Until now, deploying multiple A2A agents meant spinning up separate servers or using different ports for each agent, creating unnecessary complexity and resource overhead. But what if I told you there’s an elegant solution that changes everything?
The Problem: One Server, One Agent Limitation
Traditionally, A2A implementations have been constrained by a “one agent per server” model. This limitation stems from how agents are typically served and discovered within the A2A ecosystem. Developers who wanted to deploy multiple specialized agents had to:
- Set up multiple servers – increasing infrastructure costs
- Use different ports – complicating network configuration
- Manage separate deployments – multiplying maintenance overhead
The Solution: Path-Based Agent Routing
The breakthrough comes from a surprisingly simple yet powerful concept: serving multiple agents through unique URL paths on a single server.

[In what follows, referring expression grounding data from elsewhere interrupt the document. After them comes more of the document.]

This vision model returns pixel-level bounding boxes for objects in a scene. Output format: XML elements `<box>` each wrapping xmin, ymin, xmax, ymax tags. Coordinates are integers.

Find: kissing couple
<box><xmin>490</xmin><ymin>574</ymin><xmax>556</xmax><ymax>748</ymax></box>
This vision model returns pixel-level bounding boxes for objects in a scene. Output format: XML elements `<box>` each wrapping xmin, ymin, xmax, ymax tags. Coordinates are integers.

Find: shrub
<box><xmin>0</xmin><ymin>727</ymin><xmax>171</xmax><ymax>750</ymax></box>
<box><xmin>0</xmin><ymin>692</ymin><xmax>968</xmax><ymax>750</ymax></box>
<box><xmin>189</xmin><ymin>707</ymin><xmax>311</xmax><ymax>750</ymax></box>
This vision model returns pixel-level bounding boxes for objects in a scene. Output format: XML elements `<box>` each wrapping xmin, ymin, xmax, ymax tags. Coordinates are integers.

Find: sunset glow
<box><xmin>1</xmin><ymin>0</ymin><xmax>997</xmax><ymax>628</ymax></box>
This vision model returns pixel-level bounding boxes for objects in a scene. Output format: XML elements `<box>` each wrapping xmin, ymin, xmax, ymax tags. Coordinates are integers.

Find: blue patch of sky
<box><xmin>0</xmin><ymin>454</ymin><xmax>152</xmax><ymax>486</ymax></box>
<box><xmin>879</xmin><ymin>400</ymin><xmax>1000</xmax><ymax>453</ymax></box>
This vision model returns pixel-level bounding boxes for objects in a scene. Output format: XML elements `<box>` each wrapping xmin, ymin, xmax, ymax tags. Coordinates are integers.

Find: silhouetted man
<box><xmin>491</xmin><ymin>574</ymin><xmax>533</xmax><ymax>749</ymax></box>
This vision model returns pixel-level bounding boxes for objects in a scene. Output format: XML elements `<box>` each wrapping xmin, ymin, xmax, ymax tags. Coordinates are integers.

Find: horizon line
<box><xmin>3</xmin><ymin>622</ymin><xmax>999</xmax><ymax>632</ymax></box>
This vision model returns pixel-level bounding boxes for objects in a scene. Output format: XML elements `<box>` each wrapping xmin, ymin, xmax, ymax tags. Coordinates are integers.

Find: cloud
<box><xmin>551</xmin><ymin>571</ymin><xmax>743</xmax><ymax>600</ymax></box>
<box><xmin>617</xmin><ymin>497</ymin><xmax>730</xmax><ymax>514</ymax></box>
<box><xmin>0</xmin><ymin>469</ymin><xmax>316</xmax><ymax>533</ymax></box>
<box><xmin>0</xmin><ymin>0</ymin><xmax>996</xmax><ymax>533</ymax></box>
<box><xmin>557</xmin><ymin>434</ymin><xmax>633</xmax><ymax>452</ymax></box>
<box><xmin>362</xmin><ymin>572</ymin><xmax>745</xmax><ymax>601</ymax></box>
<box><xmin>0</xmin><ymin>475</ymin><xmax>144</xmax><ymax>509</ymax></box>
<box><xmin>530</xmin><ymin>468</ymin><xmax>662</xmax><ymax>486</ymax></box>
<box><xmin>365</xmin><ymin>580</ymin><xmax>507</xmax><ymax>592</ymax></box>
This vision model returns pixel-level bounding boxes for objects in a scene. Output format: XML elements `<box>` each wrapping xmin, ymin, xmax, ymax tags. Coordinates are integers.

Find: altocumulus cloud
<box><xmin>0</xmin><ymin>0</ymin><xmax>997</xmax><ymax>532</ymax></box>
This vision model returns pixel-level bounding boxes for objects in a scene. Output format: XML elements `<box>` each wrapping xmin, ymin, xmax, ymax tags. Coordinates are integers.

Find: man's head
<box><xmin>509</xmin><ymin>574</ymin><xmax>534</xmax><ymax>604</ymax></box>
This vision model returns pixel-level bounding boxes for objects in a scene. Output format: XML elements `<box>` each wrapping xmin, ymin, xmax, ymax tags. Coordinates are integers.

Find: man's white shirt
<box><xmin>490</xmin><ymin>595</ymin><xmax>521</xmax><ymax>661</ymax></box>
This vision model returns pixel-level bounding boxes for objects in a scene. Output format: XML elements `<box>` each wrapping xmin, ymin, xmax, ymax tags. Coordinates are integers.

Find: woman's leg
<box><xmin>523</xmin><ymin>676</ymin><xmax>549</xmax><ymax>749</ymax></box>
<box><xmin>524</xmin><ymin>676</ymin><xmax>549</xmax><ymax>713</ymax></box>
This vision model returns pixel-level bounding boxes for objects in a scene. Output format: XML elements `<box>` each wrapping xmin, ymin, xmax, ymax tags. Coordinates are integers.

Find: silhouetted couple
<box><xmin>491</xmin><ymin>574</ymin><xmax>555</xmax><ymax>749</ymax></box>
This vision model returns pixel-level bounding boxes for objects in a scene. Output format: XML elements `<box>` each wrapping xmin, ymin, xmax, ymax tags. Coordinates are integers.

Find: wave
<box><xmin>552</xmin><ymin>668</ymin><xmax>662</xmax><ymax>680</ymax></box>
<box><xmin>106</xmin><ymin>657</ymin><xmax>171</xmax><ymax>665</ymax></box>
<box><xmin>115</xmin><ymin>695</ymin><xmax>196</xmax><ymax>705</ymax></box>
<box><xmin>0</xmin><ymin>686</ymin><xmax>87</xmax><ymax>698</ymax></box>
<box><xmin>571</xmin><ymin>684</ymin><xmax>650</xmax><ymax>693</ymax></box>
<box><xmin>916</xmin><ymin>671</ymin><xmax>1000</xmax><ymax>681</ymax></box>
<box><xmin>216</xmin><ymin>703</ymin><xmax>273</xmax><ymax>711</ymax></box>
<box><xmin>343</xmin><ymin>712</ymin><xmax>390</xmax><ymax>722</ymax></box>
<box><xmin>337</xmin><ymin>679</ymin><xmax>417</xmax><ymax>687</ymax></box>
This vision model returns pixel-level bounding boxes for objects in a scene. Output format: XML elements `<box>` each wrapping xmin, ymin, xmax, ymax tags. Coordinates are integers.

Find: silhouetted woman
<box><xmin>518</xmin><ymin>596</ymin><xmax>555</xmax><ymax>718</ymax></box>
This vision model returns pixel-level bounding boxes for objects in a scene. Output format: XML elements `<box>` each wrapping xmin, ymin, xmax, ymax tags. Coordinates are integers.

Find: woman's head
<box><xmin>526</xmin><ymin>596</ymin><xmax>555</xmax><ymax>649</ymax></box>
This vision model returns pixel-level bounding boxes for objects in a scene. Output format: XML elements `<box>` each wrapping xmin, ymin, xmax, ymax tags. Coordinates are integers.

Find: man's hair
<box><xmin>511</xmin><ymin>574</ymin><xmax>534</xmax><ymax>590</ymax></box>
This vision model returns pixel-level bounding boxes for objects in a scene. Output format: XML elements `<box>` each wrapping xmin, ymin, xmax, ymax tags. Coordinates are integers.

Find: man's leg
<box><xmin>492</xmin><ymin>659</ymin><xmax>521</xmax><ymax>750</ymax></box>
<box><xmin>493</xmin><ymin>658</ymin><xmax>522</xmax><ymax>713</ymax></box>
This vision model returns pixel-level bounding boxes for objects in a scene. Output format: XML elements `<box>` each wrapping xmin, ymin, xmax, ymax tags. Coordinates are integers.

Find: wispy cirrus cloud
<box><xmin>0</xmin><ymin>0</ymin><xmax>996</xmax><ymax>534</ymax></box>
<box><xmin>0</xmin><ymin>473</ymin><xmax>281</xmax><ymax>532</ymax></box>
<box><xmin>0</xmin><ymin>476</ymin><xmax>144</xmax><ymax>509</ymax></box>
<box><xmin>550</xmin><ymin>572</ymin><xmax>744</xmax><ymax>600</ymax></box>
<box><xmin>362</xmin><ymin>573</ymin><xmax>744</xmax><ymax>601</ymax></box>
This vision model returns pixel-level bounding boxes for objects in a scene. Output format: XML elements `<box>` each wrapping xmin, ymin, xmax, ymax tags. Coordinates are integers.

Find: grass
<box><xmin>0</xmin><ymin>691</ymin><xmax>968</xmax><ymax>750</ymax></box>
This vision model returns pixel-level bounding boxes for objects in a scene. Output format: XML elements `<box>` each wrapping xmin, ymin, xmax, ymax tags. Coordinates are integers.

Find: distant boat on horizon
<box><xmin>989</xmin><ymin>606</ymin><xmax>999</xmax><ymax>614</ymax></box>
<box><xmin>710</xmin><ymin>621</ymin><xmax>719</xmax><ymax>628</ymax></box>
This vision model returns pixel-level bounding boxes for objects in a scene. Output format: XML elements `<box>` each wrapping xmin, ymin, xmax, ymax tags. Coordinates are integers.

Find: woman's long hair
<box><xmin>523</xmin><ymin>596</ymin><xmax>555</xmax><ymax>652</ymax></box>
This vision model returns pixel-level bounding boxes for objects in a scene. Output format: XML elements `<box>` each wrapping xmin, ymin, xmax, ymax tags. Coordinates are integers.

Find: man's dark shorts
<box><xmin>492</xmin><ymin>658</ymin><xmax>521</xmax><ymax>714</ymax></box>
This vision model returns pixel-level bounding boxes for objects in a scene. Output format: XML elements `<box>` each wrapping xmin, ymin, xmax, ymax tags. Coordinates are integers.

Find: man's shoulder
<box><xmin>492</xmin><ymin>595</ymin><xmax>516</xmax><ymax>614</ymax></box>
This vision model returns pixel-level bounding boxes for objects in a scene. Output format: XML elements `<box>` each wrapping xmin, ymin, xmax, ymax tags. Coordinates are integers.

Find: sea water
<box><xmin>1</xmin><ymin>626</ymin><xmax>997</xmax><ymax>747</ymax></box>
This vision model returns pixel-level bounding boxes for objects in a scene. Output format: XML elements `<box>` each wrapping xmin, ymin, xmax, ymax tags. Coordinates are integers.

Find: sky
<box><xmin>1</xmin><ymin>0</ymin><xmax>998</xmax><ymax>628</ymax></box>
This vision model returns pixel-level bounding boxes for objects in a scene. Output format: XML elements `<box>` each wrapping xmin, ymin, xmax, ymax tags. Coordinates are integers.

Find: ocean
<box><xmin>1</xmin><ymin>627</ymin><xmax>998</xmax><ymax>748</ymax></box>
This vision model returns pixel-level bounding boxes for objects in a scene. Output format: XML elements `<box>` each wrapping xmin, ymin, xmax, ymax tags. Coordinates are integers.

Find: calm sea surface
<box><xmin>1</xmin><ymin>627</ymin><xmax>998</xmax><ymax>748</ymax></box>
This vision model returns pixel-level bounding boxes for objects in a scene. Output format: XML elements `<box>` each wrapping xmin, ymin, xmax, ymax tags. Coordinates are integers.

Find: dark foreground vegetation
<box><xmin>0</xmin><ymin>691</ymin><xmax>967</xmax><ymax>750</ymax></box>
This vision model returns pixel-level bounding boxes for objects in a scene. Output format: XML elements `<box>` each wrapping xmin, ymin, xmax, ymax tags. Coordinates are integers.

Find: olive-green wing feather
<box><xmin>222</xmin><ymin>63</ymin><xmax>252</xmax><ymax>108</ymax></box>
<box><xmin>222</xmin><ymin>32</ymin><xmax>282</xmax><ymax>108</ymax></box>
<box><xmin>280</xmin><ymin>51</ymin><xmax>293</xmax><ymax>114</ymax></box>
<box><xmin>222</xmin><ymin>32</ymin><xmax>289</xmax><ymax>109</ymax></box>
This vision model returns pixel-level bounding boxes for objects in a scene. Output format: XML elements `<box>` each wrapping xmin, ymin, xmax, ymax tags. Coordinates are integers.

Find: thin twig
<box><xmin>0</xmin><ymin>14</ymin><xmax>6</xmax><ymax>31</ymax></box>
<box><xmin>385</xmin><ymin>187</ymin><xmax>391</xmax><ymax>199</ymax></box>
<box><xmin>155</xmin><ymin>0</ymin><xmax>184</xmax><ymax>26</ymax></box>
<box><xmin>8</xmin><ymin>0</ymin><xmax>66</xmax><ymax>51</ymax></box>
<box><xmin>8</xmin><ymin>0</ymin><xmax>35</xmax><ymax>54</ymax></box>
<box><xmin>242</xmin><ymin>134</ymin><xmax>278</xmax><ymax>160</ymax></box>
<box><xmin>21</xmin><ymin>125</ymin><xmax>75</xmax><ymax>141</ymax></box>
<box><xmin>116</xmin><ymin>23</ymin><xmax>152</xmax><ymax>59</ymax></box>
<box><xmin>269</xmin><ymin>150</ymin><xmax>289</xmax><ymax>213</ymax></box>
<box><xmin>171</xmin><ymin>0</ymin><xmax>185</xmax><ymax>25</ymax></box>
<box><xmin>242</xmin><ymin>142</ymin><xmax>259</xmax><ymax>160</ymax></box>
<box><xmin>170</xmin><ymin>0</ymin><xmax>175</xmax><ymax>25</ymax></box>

Instead of dedicating entire servers to individual agents, we can host them all under different paths.
Here’s how it works in practice:
Multiple Agents, One Host
Imagine running three different agents on the same server:
| Agent Type | Purpose | Agent Card URL |
|---|---|---|
| Conversational Agent | General conversation and Q&A | http://localhost:8000/a2a/conversation/agent-card.json |
| Trending Topics Agent | Real-time trend analysis | http://localhost:8000/a2a/trending/agent-card.json |
| Analyzer Agent | Data analysis and insights | http://localhost:8000/a2a/analyzer/agent-card.json |
Each agent maintains its own unique identity and capabilities while sharing the same underlying infrastructure.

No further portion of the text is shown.